Uma Jornada Emocionante com “Blue Moon”

Possíveis Indicados os Oscar

Dramático e profundamente poético, “Blue Moon” ainda não tem data de estreia definida no Brasil, mas já vem emocionando o público por onde passa. O longa mergulha no universo do showbiz ao retratar um recorte decisivo da vida do lendário letrista da Broadway Lorenz Hart, vivido por Ethan Hawke.

A história se passa na noite da estreia de Oklahoma! (1943), o primeiro grande sucesso da dupla Rodgers e Hammerstein, enquanto Hart se afoga na amargura e no álcool por ter sido “abandonado” por seu parceiro.

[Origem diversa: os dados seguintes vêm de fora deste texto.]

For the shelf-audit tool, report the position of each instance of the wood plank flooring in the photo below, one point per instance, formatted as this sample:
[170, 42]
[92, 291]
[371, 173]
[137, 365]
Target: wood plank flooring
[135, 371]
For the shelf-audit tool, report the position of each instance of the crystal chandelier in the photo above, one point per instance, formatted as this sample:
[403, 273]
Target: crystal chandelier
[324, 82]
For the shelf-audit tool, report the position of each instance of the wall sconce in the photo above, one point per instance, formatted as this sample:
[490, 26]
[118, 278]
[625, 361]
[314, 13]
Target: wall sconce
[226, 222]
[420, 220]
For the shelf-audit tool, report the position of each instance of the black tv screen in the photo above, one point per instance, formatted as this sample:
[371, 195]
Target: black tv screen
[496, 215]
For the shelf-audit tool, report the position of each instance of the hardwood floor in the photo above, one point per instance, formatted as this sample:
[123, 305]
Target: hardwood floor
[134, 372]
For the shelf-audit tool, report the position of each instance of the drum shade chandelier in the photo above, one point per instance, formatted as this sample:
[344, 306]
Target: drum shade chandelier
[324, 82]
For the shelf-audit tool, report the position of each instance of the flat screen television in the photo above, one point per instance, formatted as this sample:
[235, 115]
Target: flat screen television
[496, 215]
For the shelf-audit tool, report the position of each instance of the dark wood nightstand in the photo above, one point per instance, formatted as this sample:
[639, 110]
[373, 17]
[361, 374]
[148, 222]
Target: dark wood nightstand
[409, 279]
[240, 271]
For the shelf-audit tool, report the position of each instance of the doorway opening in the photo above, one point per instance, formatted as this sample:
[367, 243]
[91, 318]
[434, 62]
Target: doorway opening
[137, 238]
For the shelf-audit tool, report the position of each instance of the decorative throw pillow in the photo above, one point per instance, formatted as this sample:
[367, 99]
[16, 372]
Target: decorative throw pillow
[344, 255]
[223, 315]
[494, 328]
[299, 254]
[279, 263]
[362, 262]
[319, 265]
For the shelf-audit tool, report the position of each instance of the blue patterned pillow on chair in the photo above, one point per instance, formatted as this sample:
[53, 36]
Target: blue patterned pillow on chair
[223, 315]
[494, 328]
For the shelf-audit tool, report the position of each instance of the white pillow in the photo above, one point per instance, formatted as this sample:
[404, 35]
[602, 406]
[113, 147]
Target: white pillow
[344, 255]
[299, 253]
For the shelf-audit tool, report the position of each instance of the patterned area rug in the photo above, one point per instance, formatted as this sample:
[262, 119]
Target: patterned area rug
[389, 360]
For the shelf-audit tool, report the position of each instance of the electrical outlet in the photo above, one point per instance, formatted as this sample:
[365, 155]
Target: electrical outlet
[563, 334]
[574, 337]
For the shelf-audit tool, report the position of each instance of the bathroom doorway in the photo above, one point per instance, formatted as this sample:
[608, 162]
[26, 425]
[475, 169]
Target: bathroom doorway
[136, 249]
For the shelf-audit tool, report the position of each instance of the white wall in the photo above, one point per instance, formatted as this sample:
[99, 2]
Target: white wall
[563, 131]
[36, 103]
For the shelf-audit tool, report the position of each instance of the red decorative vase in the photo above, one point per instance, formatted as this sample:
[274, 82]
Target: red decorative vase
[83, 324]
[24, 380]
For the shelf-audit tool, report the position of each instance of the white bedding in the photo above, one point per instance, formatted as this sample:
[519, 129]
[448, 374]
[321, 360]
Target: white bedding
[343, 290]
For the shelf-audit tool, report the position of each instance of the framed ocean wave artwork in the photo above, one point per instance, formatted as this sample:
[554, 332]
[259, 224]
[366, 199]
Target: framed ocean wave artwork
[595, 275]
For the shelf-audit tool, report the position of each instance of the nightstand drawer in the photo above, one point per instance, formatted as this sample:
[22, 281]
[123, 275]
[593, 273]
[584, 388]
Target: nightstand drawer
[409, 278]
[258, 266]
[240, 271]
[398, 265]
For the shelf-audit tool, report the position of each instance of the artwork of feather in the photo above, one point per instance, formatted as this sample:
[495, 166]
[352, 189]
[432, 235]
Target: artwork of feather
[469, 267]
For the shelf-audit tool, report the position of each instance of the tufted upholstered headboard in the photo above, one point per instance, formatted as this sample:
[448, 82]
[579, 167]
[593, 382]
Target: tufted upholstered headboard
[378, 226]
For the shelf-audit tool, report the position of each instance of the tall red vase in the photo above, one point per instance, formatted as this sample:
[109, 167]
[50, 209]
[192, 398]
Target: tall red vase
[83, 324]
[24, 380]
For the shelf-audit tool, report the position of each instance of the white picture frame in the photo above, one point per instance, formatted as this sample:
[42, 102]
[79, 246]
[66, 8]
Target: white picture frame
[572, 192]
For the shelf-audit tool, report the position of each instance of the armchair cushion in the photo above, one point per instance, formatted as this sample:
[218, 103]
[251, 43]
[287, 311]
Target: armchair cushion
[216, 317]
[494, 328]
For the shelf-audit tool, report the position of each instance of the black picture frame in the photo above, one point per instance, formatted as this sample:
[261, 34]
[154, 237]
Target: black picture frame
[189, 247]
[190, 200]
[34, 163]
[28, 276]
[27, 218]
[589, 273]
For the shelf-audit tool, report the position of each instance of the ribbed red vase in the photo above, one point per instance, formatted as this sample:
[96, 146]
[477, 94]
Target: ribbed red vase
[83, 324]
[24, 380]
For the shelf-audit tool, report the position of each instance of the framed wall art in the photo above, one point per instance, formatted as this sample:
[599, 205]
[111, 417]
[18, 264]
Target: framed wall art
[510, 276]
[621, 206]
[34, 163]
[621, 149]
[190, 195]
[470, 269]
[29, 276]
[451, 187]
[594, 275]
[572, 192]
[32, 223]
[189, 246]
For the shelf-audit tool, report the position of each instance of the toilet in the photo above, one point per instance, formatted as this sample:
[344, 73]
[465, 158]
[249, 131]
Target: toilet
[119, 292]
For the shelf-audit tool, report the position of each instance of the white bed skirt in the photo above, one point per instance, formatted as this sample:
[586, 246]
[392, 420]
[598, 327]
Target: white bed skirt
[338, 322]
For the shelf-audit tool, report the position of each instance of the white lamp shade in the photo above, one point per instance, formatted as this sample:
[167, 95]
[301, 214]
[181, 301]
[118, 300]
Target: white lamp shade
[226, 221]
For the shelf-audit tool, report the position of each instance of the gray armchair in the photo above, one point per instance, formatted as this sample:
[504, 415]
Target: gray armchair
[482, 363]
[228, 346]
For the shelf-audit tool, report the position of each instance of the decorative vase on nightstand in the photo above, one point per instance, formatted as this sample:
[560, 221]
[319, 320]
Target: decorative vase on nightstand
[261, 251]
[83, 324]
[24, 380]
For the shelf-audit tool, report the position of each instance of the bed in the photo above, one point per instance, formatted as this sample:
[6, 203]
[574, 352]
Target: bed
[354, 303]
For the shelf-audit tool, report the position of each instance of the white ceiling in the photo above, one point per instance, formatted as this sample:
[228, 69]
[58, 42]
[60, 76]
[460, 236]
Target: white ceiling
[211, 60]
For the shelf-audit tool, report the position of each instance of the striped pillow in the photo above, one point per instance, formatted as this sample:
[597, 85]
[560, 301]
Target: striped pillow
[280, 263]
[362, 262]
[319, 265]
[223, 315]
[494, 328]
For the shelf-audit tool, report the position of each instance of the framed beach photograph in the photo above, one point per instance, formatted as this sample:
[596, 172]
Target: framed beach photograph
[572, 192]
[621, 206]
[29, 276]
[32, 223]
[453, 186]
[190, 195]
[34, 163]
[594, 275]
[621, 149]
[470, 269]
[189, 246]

Um dos pontos altos do filme é a bela referência ao clássico “Casablanca”.O longa usa a sutileza da obra para reverenciar um dos maiores filmes da história do cinema, onde o amor e o desejo são colocados à prova em uma vontade genuína de amar.

O filme tem uma bela fotografia, uma verdadeira viagem ao passado, ao romantismo e ao extraordinário mundo da música, que toca o espectador com seu jeito simples de falar sobre amadurecimento.

Com um humor ácido, a trama brinca o tempo todo ao fazer sátiras, o que contextualiza a visão do personagem sobre a própria vida e suas frustrações.

É difícil encontrar um filme com tanta entrega, vivendo literatura, sonhando cinema e, principalmente, com o olhar mágico pela poesia.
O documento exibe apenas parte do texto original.